What an absolute BS statement
I'm just going to leave this here. (Score:2)
https://twitter.com/GoogleNoDe... [twitter.com]
Humans are unpredictable (Score:5, Insightful)
The problem is context. Maybe I'm angry at the government or maybe I don't give a f*ck but am angry at a specific individual in my life.... Maybe I'm paranoid, but perhaps for reasons specific to my past and I'd thus am a better citizen than others who are not.
It goes on and on.
Yes, AI judges me 9 years younger than I am. But so does everyone else. So it's human bias after all. Or my good genes?
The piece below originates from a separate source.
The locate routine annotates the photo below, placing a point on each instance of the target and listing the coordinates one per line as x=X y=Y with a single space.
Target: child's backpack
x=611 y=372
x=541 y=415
Or my health regimen? ...
An AIs target can only be as good as the parameters fed into it.
Which is a far more dangerous problem than using AI for surveillance.
Not that they're wrong, but... (Score:3)
Signal has a product to promote, and this is a good promotion strategy.
Natural Stupidity (Score:3)
Why is it that so many companies that rely on monetizing the data of their users seem to be extremely hot on AI?
Could it possibly be that AI is a great tool for analyzing data perhaps? Yes that does make it surveillance technology if you use it to analyse surveillance data but, feed it scientific data and it becomes a scientific tool, feed it data from a car's sensors and it becomes a driver, feed it speech data and it can become a technology to assist disabled individuals etc.
That's the versatility of AI - it can be used in a huge variety of fields to automate tasks that have defied automation in the past. Only an idiot would look at the massive variety of tasks that AI is being used for and then just pick one as its only use. It's not AI we need to worry about but the natural stupidity of people who say things like this.